Философия Науки. Хрестоматия - Авторов Коллектив
Шрифт:
Интервал:
Закладка:
Л. А. Микешина
Фрагменты статей даны по изд.:
Михайлов А.В. Языки культуры. Учебное пособие по культурологии. М., 1997.
Литературная теория тоже возникает как отщепление от целостности поэтического слова. В этом у нее общая историческая судьба со словом логики, со словом всякой науки. Но только это и есть общее; не напрасно выделяем среди наук логику; другие науки, уходя в свою особенность, порывали с поэтическим словом, — точно так же поступала и логика, в своей математизации и формализации по видимости предельно далекая от поэтического, — однако тут сохранялась и сохраняется память о мире, в котором универсально господствует смысл, в котором даже и все абсурдное еще имеет свой закон.

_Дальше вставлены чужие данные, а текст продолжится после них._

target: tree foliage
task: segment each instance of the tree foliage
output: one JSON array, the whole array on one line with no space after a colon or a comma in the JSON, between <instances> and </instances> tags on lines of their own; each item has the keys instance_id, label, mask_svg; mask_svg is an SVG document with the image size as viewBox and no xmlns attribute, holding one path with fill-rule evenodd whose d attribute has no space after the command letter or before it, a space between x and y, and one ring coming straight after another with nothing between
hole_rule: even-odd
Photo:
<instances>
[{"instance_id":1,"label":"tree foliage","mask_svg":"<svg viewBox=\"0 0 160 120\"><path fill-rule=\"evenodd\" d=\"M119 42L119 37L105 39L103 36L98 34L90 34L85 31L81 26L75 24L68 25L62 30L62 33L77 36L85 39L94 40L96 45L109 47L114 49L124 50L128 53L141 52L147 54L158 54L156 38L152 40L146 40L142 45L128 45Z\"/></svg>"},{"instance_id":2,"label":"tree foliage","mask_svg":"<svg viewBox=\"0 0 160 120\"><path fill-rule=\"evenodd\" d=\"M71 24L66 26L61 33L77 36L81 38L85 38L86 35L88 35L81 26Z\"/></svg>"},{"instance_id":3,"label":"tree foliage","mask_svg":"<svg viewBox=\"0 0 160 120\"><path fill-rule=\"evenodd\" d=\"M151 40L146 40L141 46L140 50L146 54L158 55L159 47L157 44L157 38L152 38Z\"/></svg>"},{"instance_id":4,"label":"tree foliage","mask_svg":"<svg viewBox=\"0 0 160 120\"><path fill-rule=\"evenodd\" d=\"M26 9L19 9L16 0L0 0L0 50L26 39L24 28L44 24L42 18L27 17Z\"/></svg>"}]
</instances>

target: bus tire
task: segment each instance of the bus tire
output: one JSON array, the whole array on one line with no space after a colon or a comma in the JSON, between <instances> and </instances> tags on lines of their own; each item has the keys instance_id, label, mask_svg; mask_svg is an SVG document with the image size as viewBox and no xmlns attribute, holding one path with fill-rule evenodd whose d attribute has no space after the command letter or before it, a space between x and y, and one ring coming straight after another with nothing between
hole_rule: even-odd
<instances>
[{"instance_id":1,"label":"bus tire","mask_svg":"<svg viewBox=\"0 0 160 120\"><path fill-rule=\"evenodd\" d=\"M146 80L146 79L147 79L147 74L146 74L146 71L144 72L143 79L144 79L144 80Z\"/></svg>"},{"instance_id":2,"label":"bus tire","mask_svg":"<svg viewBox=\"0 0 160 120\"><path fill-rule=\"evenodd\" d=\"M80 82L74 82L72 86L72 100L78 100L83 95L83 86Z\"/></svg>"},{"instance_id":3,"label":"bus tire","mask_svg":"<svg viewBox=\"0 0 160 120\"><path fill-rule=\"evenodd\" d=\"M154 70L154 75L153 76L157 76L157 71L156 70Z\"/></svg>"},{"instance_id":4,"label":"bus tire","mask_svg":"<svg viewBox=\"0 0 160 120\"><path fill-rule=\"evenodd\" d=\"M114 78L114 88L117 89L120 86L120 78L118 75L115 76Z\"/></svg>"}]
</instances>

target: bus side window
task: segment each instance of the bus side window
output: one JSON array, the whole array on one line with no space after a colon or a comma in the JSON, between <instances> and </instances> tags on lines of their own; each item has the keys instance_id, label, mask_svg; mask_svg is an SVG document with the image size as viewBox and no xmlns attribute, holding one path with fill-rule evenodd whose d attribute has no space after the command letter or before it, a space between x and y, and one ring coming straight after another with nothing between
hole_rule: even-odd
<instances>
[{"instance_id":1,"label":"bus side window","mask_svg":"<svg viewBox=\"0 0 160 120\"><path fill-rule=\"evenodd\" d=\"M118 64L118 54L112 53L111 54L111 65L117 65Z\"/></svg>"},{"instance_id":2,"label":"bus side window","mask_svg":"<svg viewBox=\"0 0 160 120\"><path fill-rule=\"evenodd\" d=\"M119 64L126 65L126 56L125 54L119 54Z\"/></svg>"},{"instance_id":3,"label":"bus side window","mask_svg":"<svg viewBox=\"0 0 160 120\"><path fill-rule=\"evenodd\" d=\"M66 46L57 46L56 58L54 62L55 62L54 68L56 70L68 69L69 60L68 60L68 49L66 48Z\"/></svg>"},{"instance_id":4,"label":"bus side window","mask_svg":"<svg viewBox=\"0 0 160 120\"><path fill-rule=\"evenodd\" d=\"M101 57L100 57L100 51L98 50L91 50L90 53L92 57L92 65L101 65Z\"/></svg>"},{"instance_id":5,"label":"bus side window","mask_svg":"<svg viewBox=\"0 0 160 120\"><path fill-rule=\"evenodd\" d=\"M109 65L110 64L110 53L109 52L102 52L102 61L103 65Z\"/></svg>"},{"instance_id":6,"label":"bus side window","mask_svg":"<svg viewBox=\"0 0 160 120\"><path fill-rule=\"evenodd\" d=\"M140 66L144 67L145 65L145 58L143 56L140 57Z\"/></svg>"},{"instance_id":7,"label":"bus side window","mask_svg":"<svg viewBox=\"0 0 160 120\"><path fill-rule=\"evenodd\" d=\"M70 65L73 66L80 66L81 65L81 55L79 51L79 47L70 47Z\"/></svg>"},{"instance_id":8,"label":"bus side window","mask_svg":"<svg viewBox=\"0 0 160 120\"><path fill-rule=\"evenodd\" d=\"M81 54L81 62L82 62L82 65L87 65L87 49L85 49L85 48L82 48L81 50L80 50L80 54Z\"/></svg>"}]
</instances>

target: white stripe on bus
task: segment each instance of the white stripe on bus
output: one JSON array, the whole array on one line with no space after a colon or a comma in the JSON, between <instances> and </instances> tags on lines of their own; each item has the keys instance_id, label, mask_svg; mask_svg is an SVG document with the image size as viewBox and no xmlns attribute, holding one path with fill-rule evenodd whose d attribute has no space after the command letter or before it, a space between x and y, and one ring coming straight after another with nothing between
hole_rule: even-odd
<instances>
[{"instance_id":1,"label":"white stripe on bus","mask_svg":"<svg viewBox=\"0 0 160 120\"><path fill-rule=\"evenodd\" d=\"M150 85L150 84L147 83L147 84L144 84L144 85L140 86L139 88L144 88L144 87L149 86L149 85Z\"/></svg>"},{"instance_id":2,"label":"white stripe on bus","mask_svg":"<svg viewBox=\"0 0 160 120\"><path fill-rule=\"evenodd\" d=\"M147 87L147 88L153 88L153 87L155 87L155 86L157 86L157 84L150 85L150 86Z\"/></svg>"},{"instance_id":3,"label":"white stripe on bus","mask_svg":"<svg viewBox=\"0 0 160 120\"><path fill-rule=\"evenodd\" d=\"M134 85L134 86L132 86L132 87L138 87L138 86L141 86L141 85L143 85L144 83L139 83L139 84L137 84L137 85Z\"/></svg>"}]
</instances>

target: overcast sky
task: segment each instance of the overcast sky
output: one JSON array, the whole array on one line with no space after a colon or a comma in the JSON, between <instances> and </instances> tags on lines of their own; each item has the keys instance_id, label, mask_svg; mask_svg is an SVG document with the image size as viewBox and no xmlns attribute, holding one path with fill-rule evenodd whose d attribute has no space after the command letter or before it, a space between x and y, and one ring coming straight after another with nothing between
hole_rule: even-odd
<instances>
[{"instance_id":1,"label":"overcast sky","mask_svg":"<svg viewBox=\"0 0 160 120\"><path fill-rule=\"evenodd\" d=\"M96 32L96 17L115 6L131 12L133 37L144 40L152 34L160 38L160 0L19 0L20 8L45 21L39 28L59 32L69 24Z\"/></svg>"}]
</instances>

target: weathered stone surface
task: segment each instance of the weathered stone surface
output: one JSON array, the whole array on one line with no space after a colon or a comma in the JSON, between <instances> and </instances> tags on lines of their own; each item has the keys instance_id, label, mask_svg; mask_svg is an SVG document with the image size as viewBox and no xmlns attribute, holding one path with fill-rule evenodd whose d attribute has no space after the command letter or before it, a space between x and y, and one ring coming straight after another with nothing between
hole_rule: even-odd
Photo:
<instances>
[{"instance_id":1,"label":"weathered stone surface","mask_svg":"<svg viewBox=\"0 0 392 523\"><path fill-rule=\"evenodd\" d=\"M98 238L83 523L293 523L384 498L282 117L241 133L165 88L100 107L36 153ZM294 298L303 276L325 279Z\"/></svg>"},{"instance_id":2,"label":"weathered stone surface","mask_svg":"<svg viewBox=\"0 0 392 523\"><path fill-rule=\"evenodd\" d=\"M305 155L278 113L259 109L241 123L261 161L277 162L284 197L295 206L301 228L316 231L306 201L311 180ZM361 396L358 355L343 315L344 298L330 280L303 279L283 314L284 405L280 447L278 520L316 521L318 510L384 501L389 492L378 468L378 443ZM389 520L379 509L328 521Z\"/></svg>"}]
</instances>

Не случайно в гётевскую эпоху грандиозной культурной перестройки Гегель стремился осмыслить логику как логику исторически развивающегося бытия, те. придать логике максимально универсальный смысл. С универсальностью смыслов связано и поэтическое слово, осмысляющее конкретные содержания жизни и находящее в отдельном, частном, в вещах и деталях запечатления общего, универсально-исторического. В поэзии всегда есть эта память о целом и наиважнейшем. Литературная теория, возникшая как отщепление от поэтического слова, имеет своей целью, одной из своих задач реконструировать поэтическую память веков, т.е. поэтическую осмысленную и постигнутую целостность исторического развития. Теория все время имеет дело с самой историей, для которой ее осмысление в поэзии, средствами поэзии, поэтическим словом не есть просто одно из возможных осмыслений, не есть только некоторое дополнение к осмыслениям научным и философским, но есть ничем не заменимое, ничем не восполнимое существенное осмысление, направленное при этом на непосредственное богатство и полноту жизни. Благодаря поэзии теория добирается до истории с такой стороны, с какой к ней нет иного подхода. Выясняя законы поэтического, теория как бы изготовляет ключ к самому поэтическому осмыслению истории и убеждается в том, что, чем бы она ни занималась — историей отдельных литератур, жанров, толкованием отдельных произведений, стихосложением и т.д., — она при достаточном углублении в свой, пусть даже частный, предмет всякий раз приближается к так или иначе осмысленной истории, к самой сгущаемой истории, получающей образ и облик. (1, с. 17-18)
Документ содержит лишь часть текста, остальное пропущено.